On a sample residential project, fifteen FF&E lines total $20,170 — an average of about $1,345 per line, which is exactly why per-line math matters. The status pipeline reads 4 specified, 4 approved, 5 ordered, 2 delivered, 0 installed, and the schedule totals the value of everything not yet ordered: $9,670. That's the number that saves you — nearly half this project's dollars are still just decisions, exposed to price changes, discontinuations, and client second thoughts until someone clicks "order." A designer who can see that figure chases approvals; one who can't finds out at install week.
The budget should fill itself
The second half of the discipline: the project budget shouldn't be a separate document someone updates by hand — it should pull its actuals from the FF&E schedule automatically. Set a budgeted figure per category (furniture, lighting, rugs and textiles, art and decor, appliances), let each category's actual sum itself from the schedule's lines, and the variance is live: the same sample project carries a $27,300 budget against the $20,170 committed, leaving $7,130 — visible the moment any line changes, not at the end-of-month reconciliation. Add manual lines for installation labor and a contingency (spaces have opinions, like walls do), and the client conversation changes from "we think we're okay" to a number on a screen. It's the same committed-versus-budget logic that runs construction job costing, scaled to a design project.
Where projects actually go wrong
- The unpriced selection. An item gets "chosen" in a meeting, never lands on the schedule, and surfaces in month three as a five-figure surprise. Rule: if it's selected, it's a row — with a price — that day.
- The untracked status. Everyone believes the credenza was ordered. Nobody ordered the credenza. A pipeline column makes "who thinks what" impossible; the not-yet-ordered total makes it loud.
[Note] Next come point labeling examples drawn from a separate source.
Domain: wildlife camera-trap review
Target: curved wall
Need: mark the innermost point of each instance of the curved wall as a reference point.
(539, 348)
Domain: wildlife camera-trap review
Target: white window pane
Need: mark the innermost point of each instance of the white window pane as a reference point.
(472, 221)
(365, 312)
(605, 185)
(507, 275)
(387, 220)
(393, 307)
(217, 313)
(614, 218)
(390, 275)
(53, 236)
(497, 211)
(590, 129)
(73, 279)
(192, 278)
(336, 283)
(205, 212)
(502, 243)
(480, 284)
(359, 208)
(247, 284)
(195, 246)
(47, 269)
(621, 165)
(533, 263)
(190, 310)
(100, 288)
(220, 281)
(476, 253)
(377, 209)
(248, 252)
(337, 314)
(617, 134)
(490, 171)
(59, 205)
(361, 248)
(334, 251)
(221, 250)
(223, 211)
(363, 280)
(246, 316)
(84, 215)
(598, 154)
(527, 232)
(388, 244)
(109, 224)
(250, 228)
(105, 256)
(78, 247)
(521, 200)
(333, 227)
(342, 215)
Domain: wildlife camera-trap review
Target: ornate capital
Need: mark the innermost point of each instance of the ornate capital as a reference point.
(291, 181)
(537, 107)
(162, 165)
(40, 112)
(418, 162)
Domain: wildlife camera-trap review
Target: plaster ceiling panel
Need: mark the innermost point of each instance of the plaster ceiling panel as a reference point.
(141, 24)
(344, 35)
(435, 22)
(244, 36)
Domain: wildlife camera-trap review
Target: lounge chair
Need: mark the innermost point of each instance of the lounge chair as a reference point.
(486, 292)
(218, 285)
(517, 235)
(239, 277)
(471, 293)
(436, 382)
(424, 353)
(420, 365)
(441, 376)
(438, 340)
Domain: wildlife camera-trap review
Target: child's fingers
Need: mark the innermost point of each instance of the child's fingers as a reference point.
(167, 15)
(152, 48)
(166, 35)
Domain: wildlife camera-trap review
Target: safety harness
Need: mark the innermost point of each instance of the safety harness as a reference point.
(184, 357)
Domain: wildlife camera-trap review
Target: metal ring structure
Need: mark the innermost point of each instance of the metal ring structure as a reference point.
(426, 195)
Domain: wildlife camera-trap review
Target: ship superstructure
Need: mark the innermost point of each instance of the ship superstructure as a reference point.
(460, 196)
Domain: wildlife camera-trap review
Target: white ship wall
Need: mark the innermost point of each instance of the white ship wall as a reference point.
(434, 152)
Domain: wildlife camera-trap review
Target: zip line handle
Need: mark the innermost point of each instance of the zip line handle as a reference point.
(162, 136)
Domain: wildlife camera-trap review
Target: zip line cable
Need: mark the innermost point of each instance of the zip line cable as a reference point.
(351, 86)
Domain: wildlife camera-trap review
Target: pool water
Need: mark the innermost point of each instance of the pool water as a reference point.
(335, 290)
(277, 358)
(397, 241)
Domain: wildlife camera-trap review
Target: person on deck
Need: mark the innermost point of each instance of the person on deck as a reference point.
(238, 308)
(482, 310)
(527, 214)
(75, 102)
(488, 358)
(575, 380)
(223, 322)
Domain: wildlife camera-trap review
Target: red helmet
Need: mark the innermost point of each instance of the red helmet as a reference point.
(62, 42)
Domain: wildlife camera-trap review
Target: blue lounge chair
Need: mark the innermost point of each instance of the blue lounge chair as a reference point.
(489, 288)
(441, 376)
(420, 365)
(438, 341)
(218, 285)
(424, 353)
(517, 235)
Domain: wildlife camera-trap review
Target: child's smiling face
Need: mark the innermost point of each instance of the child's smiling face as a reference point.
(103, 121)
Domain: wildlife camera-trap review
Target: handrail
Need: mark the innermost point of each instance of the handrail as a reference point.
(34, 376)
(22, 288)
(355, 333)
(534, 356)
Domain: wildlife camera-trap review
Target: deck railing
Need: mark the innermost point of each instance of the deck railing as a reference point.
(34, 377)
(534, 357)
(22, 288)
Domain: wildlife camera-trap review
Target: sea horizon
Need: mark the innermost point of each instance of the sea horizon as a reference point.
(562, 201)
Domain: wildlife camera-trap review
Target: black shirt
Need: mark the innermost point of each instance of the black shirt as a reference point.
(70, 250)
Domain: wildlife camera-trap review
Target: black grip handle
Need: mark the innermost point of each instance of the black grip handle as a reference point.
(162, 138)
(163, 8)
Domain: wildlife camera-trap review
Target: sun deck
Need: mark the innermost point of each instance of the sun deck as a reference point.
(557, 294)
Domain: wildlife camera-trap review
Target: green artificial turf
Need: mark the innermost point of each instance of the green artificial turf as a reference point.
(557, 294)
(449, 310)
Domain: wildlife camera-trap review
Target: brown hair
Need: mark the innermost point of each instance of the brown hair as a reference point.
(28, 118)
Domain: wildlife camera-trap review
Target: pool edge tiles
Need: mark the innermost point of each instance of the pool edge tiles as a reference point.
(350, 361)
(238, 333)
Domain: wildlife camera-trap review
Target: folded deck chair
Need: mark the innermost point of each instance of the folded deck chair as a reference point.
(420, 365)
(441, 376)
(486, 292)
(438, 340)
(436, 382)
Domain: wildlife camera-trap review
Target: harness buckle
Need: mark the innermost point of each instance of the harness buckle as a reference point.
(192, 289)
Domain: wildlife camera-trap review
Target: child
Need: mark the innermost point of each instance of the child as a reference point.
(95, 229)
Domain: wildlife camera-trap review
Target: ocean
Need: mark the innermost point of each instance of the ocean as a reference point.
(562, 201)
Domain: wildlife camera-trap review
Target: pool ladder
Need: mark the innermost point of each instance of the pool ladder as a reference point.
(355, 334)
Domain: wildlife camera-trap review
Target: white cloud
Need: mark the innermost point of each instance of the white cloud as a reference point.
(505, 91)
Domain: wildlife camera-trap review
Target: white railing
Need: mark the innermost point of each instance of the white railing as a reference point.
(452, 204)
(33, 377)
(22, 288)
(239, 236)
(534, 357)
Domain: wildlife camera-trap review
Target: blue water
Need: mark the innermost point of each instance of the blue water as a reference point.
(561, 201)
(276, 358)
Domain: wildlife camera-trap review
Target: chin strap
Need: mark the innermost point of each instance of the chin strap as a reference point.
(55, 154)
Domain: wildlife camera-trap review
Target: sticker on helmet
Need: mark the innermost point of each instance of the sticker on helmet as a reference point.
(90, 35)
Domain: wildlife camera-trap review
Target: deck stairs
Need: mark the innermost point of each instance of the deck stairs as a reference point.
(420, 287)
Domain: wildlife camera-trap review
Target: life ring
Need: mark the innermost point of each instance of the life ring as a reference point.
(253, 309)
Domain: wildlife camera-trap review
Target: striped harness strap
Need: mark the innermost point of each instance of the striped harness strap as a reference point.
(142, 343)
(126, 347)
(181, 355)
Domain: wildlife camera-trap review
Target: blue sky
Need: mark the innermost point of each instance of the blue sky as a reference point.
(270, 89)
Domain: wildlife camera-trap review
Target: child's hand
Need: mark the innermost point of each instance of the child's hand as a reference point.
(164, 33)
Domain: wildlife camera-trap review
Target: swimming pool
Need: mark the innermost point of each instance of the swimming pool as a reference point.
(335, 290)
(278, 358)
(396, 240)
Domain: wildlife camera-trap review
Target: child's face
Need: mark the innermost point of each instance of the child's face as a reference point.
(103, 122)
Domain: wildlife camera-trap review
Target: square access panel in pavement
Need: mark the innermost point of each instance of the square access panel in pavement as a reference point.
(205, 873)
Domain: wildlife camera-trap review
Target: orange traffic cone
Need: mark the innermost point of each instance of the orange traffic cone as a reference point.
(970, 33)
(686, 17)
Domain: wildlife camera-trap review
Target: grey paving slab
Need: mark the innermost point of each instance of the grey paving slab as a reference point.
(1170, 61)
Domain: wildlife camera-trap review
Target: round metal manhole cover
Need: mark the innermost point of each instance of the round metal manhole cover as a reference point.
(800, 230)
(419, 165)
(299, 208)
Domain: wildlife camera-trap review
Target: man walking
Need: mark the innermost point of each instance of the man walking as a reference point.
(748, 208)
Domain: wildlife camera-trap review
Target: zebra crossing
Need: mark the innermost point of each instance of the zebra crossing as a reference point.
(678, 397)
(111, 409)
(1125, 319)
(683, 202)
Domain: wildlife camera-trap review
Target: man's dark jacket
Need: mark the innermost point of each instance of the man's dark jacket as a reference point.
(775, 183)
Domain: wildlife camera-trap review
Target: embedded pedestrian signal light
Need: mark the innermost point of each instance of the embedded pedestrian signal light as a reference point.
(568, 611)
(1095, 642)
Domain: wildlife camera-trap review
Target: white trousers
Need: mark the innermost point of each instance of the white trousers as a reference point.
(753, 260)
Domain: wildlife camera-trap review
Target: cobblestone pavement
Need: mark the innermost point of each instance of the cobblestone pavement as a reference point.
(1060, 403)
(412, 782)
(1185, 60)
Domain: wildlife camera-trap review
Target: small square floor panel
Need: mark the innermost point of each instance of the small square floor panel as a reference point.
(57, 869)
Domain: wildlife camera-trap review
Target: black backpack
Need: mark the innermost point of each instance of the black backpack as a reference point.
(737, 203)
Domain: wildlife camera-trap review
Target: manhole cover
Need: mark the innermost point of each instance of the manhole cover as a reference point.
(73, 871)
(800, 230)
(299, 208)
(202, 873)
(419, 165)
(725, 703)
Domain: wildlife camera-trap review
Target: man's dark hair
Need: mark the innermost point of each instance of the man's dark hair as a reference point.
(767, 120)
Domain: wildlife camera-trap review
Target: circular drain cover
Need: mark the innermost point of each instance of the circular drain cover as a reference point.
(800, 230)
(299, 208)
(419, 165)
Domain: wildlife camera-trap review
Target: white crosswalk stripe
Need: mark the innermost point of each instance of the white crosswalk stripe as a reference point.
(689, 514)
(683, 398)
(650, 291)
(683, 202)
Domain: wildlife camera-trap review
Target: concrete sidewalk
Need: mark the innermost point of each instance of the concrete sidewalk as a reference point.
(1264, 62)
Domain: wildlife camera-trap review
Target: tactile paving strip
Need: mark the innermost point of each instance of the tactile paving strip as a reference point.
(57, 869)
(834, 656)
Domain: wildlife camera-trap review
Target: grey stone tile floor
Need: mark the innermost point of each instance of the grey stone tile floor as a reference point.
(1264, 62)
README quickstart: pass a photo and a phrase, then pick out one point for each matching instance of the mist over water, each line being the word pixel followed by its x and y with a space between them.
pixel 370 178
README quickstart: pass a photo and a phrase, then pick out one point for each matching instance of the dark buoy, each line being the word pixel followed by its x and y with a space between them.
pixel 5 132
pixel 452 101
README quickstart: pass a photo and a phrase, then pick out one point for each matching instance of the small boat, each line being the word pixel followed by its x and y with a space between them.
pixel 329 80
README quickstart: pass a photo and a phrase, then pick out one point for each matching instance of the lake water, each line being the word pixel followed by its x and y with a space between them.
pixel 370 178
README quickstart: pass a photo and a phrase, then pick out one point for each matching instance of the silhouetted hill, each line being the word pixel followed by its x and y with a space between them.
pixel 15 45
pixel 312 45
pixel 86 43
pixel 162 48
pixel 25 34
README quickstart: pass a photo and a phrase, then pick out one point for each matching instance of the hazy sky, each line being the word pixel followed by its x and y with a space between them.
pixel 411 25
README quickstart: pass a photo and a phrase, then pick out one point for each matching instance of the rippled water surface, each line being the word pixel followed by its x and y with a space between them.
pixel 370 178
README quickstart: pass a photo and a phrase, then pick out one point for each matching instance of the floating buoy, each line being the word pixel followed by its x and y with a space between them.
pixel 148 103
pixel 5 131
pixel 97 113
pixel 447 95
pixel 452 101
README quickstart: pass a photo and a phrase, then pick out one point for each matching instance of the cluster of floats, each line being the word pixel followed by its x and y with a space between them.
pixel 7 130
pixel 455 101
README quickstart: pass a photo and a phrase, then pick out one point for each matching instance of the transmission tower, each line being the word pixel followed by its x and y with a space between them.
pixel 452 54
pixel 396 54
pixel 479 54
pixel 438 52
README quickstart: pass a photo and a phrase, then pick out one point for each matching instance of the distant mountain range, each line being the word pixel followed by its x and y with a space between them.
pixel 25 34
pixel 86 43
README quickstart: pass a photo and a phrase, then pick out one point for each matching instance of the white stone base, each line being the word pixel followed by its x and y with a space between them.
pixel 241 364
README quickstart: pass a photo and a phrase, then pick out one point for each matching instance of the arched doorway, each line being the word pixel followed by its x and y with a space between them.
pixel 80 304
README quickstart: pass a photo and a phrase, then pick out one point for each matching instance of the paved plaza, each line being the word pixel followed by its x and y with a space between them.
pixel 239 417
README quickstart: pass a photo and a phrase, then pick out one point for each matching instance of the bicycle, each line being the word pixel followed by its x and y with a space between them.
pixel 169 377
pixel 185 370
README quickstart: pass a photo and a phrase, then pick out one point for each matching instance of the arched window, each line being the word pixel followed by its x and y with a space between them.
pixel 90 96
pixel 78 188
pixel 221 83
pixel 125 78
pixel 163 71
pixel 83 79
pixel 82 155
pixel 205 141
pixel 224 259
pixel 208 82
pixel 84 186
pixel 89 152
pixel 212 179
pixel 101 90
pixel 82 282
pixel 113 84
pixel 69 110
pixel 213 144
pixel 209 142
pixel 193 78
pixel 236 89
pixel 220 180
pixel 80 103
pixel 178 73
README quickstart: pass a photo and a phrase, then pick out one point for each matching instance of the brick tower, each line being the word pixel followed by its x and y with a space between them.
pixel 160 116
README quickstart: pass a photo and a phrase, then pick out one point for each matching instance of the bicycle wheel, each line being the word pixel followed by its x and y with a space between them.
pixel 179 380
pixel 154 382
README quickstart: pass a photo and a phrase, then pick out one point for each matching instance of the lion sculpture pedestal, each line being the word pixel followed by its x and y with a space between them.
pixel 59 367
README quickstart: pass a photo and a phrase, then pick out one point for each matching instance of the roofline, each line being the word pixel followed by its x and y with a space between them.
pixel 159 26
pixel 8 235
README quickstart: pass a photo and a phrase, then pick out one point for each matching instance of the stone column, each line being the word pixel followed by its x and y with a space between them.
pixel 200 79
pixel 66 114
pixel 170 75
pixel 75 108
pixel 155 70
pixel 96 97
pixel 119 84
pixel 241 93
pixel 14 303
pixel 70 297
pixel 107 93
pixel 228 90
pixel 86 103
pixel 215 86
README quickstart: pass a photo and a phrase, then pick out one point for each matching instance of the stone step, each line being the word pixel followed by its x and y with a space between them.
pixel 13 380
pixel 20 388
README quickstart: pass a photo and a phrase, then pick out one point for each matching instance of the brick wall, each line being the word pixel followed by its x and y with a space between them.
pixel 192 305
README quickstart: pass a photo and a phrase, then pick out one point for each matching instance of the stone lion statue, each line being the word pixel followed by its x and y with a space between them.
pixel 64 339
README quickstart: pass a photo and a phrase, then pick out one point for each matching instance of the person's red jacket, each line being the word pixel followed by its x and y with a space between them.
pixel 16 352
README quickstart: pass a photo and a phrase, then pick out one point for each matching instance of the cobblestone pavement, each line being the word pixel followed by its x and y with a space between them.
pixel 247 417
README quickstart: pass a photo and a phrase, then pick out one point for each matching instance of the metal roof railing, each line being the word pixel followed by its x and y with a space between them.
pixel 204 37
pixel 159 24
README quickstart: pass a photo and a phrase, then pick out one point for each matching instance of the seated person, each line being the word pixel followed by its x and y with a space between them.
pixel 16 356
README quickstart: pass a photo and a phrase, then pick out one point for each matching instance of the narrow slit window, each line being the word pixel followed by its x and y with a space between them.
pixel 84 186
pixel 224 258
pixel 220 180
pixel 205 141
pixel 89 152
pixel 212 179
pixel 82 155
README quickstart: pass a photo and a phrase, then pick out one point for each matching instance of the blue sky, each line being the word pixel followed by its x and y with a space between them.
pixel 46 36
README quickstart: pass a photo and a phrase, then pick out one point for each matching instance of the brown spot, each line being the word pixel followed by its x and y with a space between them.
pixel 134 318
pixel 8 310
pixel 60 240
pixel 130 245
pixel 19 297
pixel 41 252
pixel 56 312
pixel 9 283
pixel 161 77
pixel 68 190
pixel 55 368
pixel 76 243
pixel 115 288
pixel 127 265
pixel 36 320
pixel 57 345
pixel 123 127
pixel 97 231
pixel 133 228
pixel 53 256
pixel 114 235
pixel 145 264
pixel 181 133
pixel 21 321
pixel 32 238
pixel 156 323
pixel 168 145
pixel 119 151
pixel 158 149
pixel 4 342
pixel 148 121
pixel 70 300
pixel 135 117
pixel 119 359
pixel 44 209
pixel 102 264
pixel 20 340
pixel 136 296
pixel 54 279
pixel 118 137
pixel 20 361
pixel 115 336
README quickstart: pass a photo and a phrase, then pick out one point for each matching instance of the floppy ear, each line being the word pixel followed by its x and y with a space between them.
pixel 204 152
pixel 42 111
- Lead times discovered late. The install date was always achievable except for the two items that needed fourteen weeks. Order-by dates, planned backward, live on the schedule — and install week itself gets a snag list, which is the same punch-list discipline construction uses to actually finish.
- The undocumented brief. Budget, style, must-haves, and dealbreakers that live in a phone call instead of a client intake document become disputes later. Capture the answers at kickoff; let every selection trace back to them.
The design file with real numbers in it
The Interior Design Project Workbook is this article as a working file: a 35-row FF&E schedule that costs itself (qty × unit → extended price, with room/category/status dropdowns), a room-by-surface finish schedule, a budget that pulls its actuals from your FF&E lines by category, a client intake questionnaire, and a dashboard — total FF&E value, budget remaining, by-room, by-status, and the value not yet ordered. Built by a licensed architect. Pure formulas, Excel and Google Sheets.
Whether you're a solo designer billing for accuracy, a design-build office keeping interiors in-house, or a homeowner running a serious renovation like a professional would, the lesson is the same: the room gets beautiful on the mood board, but it gets built on the schedule. One row per item, every row priced, every row somewhere on the pipeline. (A planning and specification tool, for the record — not accounting, contract pricing, or professional certification.)